Sammendrag
The ever increasing access to computers with multimedia and good communication facilities calls for better and more complex services. Distance education, video conferences and distributed medical treatment shows that cooperation between people is also carried out on the Internet. Many people utilize the potentials of multimedia computers for developing new distributed solutions in which media analysis is applied. A distributed surveillance system can for example find the number of individuals in a building – a system much
used in banks and other buildings in need of strong security measures. This displays a need of a general framework for content analysis of media.
Distributed Media Journaling (DMJ) is a project at the University of Oslo that has defined an architecture to support journaling of media in distributed systems. Media journaling is an extended concept for involving real time content analysis and media annotation. The architecture will support communication, distribution, migration, modularity, flexibility and reconfiguration in journaling of media.
In this report, a prototype which implements some of the components in the DMJ architecture is developed to see if the above-mentioned requirements can be supported. It is especially the demand for a component model, the communication between the components and the migration that will be elaborated on in this report. The prototype is developed with the technologies Voyager Universal ORB and Message Bus (MBus). Voyager supports the component model and mobility with mobile agents. MBus supports exchange of messages between the loosely connected components with IP multicast, and does meet the communication requirements in an eventbroker. Video is sent as Real-time Transfer Protocol (RTP) data and is analyzed by the use of Java Media Framework (JMF) in the analysis components.

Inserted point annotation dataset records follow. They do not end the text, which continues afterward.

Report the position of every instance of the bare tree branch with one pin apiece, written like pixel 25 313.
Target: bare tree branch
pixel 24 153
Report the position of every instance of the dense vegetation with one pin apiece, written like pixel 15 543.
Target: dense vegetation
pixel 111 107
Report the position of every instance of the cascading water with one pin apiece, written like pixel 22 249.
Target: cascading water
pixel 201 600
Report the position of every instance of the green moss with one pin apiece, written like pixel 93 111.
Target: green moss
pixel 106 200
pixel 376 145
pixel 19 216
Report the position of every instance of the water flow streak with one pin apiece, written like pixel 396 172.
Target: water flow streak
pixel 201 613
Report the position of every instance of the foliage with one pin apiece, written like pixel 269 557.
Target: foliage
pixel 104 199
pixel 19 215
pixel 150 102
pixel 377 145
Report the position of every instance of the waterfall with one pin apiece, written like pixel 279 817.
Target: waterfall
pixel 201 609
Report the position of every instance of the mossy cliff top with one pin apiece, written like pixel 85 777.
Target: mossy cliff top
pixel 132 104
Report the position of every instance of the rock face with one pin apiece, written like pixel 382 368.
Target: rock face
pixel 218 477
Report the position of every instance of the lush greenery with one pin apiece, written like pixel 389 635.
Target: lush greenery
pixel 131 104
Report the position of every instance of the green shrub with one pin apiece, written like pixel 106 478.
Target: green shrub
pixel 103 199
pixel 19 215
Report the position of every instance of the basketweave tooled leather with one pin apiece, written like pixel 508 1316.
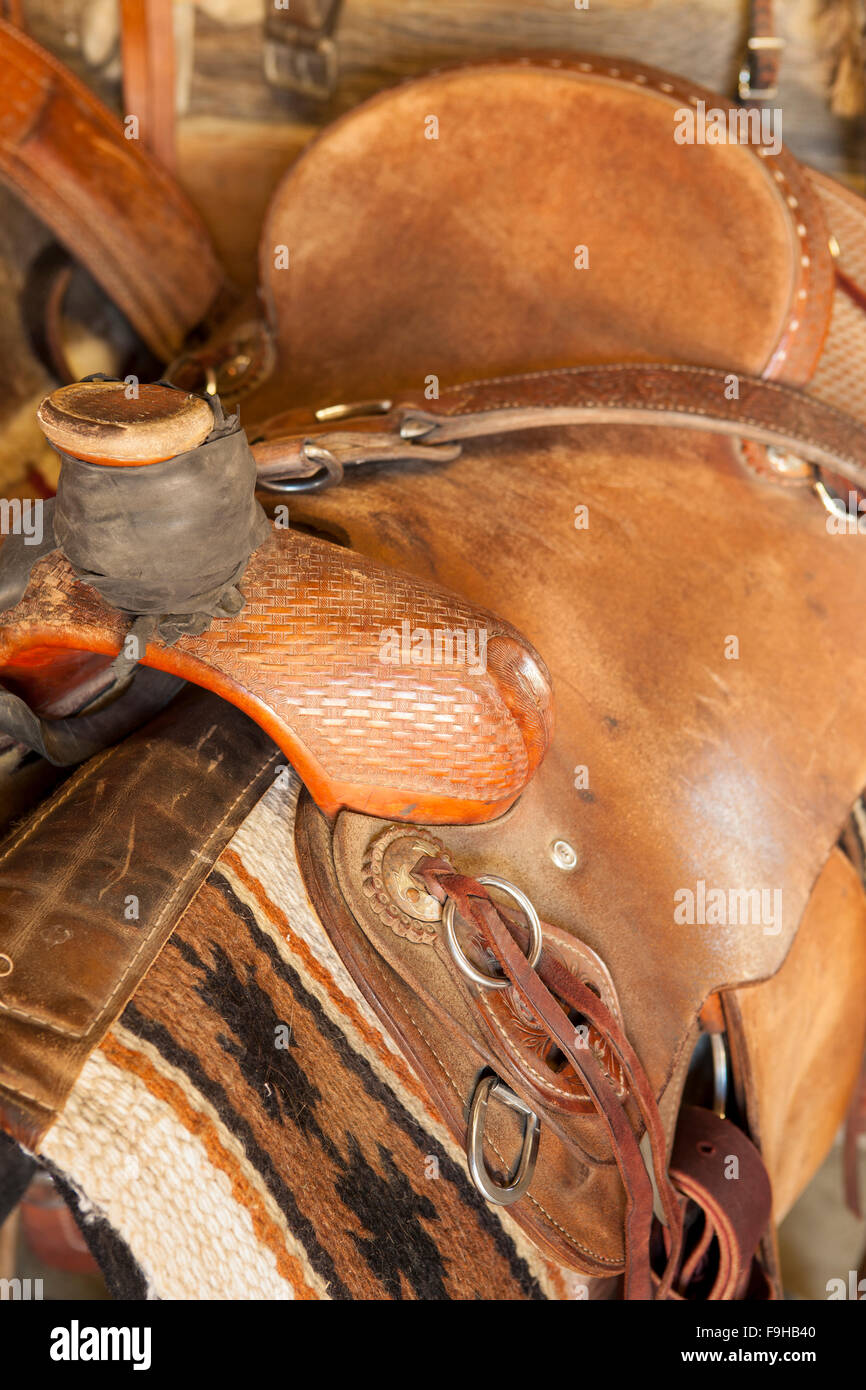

The results show that the migration of the analysis components in the network is faster than starting a new component. Nevertheless, the difference is small as JMF doesn’t support serializing of the processing object. It also turns out that it takes long time to load the classes in the Java Virtual Machine (JVM). The migration in itself does not take much time as the size of the file is relatively small. To sum up, the implementation of the prototype shows that all requirements for the DMJ framework can be supported by the chosen component technology.